As the U.S. election saga comes to a conclusion Donald Trump has been defeated and Joe Biden installed as U.S. President. Trump has plenty to say about the defeat and he and his Republican machine are already planning a number of legal challenges. His claims of election fraud have so far not been backed up by any concrete evidence. While many of us will welcome Trump’s defeat this is less a comment on ‘Biden as alternative’ than on Trump himself. He is a particularly revolting character by any standard and would put a positive gloss on most candidates regardless of Party affiliation (Unless, of course, you are Hilary Clinton).To say that there is no difference might be going too far but it is certainly a difference of degree rather than kind.

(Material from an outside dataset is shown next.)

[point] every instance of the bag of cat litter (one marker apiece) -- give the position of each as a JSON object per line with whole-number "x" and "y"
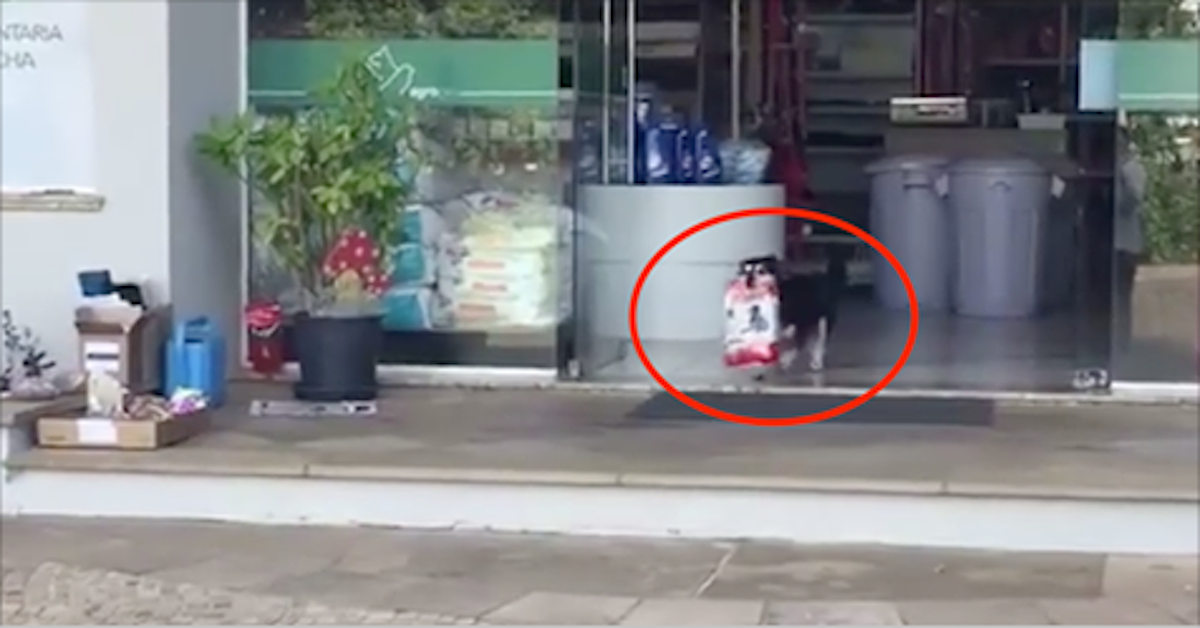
{"x": 751, "y": 320}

Much has been made of the contrast between ‘Biden the unifier’ versus ‘Trumps politics of division’. This somewhat nauseating trope of bi-partisanship and ‘bringing the country together’ is a typical centrist mantra. While it functions to reduce what are fundamental social contradictions and divisions to personal idiosyncrasies it also reveals a point of confluence between the two Parties.
There is very little to choose in point of principle between Republican and Democrat. As Julius Nyrere once stated: ‘The U.S. is also a one party state. But with typical American extravagance they have two of them.’ Both are Parties of the capitalist class and this is the main factor which unites them. Even a moderately left candidate, Bernie Sanders, was a no-go. Both Parties are adherents of the dogma of American exceptionalism and are guilty of supporting and encouraging ‘regime change’ – whether directly or by proxy – across the world; from Afghanistan, Iraq and Syria to Venezuela and Bolivia. The disastrous consequences of these interventions have been well documented.
Trump, of course, is not the anti- establishment figure that many hold him to be. He has proven adept at exploiting the fissures in American society by appealing to the basest of human motivations whether it be xenophobia, racism or the narrow egoism of the petty-bourgeois. However, like the Democrats, the blame is always placed on the outsider upsetting some mythical unity to be restored. If it’s not Russia it’s China and if that doesn’t work insert crazy conspiracy theory here. It is symptomatic that it fell to Donald Trump, possibly the most fitting archetype of American capitalism, to expose for all to see the bankruptcy of this narrative.
Both Democrats and Republicans are representatives of the capitalist class and imperialism. Neither Party is a friend of the working class or the workers movement. Neither Party will effectively tackle the climate crisis. Neither Party will substantially improve the lot of workers or the masses of American poor. The Democrats are simply the Dorian Gray of the bi-partisan consensus; Trumpism its rotten visage.